Why Use docker (example of Syncthing) This is the modern, preferred way to run multiple server applications.

  • Isolation: Syncthing (and all its files) lives inside a container. It cannot see or mess with any other service (like Jellyfin or your main OS). This is a huge security and stability win.

  • Easy Updates: To update Syncthing, you just tell Portainer to “re-pull” the new image and restart the container. It’s a 10-second, one-click process that doesn’t risk breaking other parts of your system.

  • Dependency Management: The container includes all the specific libraries Syncthing needs to run. You never have to worry about a system update (e.g., sudo apt upgrade) breaking Syncthing.

  • Portability & Consistency: Your docker-compose.yml file is a perfect, repeatable recipe. If you ever build a new server, you just re-use that file, and your service is back up in seconds, configured exactly the same way.
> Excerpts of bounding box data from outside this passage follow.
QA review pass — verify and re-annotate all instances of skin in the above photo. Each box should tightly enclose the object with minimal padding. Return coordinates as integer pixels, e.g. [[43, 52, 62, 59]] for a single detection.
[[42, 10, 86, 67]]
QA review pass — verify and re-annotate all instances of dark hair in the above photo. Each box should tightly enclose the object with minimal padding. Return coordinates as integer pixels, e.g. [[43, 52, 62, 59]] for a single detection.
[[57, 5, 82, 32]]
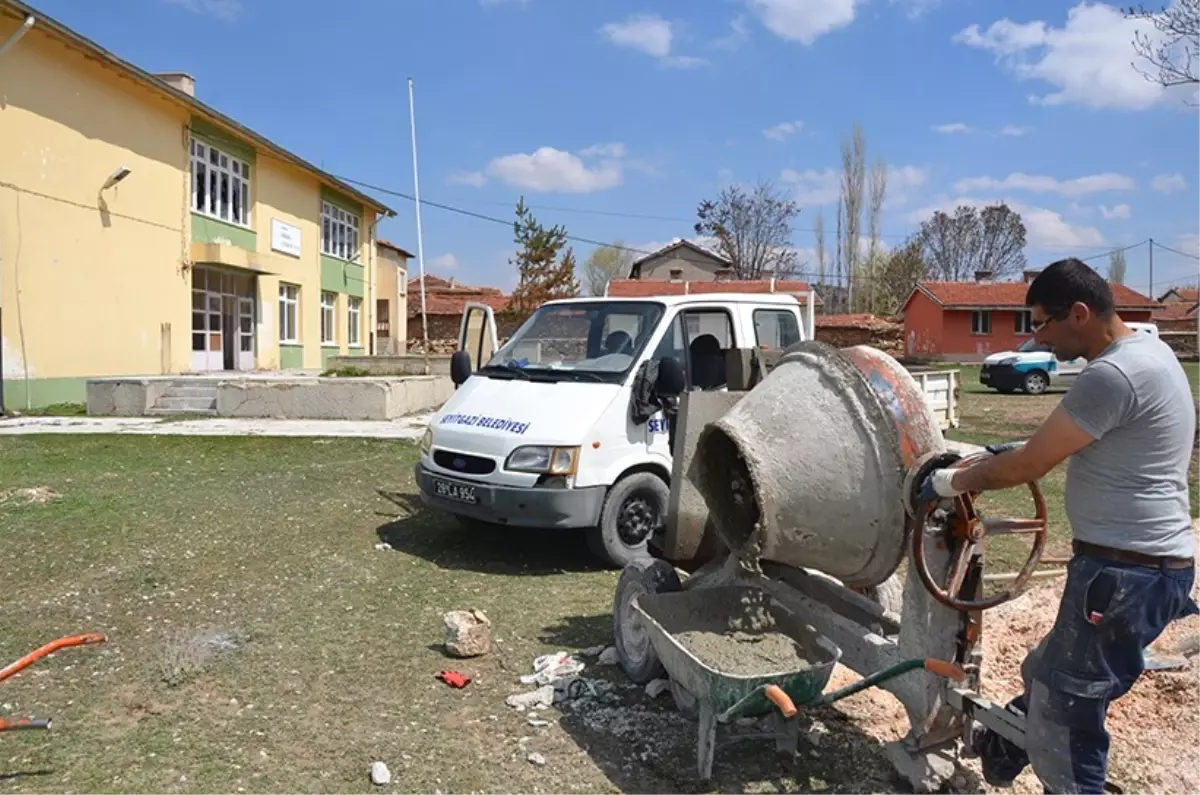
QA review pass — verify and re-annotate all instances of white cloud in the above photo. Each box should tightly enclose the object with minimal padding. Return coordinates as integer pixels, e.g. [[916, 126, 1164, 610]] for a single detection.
[[779, 166, 929, 207], [600, 13, 707, 68], [908, 197, 1104, 249], [954, 0, 1164, 110], [486, 144, 625, 193], [762, 121, 804, 141], [954, 172, 1138, 197], [167, 0, 242, 22], [746, 0, 863, 46], [1150, 174, 1188, 193], [1000, 124, 1030, 137], [446, 172, 487, 187]]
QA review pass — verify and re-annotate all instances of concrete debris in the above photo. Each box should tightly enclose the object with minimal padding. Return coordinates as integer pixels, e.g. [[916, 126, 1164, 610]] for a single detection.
[[504, 685, 554, 712], [521, 651, 583, 685], [596, 646, 620, 665], [442, 610, 492, 657], [371, 761, 391, 787], [646, 679, 671, 699]]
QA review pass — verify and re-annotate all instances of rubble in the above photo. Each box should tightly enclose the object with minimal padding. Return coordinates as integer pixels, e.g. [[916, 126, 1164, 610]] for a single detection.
[[442, 610, 492, 657]]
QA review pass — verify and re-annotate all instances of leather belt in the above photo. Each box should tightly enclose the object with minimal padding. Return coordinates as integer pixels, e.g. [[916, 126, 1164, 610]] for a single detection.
[[1070, 540, 1195, 569]]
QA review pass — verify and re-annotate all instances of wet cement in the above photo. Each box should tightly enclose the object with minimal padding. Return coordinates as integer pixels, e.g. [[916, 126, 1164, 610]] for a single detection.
[[676, 630, 809, 676]]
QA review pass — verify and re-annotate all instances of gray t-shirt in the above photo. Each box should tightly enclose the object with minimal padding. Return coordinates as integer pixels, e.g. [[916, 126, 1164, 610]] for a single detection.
[[1061, 334, 1196, 557]]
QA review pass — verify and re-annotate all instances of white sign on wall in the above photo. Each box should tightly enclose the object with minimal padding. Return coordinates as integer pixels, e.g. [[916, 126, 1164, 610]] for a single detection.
[[271, 219, 300, 257]]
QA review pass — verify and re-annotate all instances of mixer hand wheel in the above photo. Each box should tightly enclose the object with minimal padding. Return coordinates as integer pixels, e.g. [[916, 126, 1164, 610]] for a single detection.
[[910, 453, 1048, 611]]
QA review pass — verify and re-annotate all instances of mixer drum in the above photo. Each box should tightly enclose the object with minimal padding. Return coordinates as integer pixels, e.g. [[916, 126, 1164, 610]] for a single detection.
[[692, 341, 946, 588]]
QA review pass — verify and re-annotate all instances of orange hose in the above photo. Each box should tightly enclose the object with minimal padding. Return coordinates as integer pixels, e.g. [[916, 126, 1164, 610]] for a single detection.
[[763, 685, 796, 718]]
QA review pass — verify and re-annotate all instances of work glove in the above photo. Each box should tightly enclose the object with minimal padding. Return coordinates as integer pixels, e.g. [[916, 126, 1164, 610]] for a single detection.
[[920, 470, 962, 503]]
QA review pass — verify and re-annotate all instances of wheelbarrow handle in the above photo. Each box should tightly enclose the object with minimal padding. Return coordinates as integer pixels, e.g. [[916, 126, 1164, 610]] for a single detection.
[[812, 657, 967, 706], [0, 632, 108, 682]]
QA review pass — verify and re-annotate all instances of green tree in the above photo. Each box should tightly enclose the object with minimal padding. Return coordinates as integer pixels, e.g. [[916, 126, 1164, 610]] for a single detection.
[[1109, 249, 1126, 285], [583, 240, 634, 295], [508, 196, 580, 317]]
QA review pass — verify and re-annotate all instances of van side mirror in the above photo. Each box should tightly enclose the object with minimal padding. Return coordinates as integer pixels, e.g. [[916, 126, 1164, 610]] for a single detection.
[[654, 357, 684, 398], [450, 351, 470, 387]]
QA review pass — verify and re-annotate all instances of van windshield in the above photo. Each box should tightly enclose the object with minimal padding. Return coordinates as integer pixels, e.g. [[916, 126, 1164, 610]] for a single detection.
[[479, 300, 665, 383]]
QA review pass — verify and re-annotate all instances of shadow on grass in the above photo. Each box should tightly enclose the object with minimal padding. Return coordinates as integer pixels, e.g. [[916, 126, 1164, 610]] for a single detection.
[[376, 489, 606, 575]]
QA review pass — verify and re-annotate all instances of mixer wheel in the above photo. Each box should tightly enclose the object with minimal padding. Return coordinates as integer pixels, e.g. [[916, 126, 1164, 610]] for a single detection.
[[612, 560, 680, 685]]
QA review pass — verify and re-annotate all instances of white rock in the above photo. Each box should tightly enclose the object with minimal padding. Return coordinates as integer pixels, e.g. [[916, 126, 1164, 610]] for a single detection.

  • Clean Uninstalls: If you decide you don’t want Syncthing, you just stop and remove the stack in Portainer. It’s 100% gone, with no leftover config files or libraries on your server.

Why use native installs

  1. Simplicity
  2. Direct System Integration: The service integrates directly with the host OS. This can make some advanced networking or scripting slightly more straightforward, as you don’t have to “go through” the Docker container layer.
  3. No Docker Overhead: While Docker’s overhead is extremely minimal (it’s not a VM), a native install uses fractionally fewer resources as there’s no container “wrapper.” This performance difference is negligible on modern hardware.
  4. No Single Point of Failure: If your Docker service itself were to crash (very rare), it wouldn’t affect a natively installed services.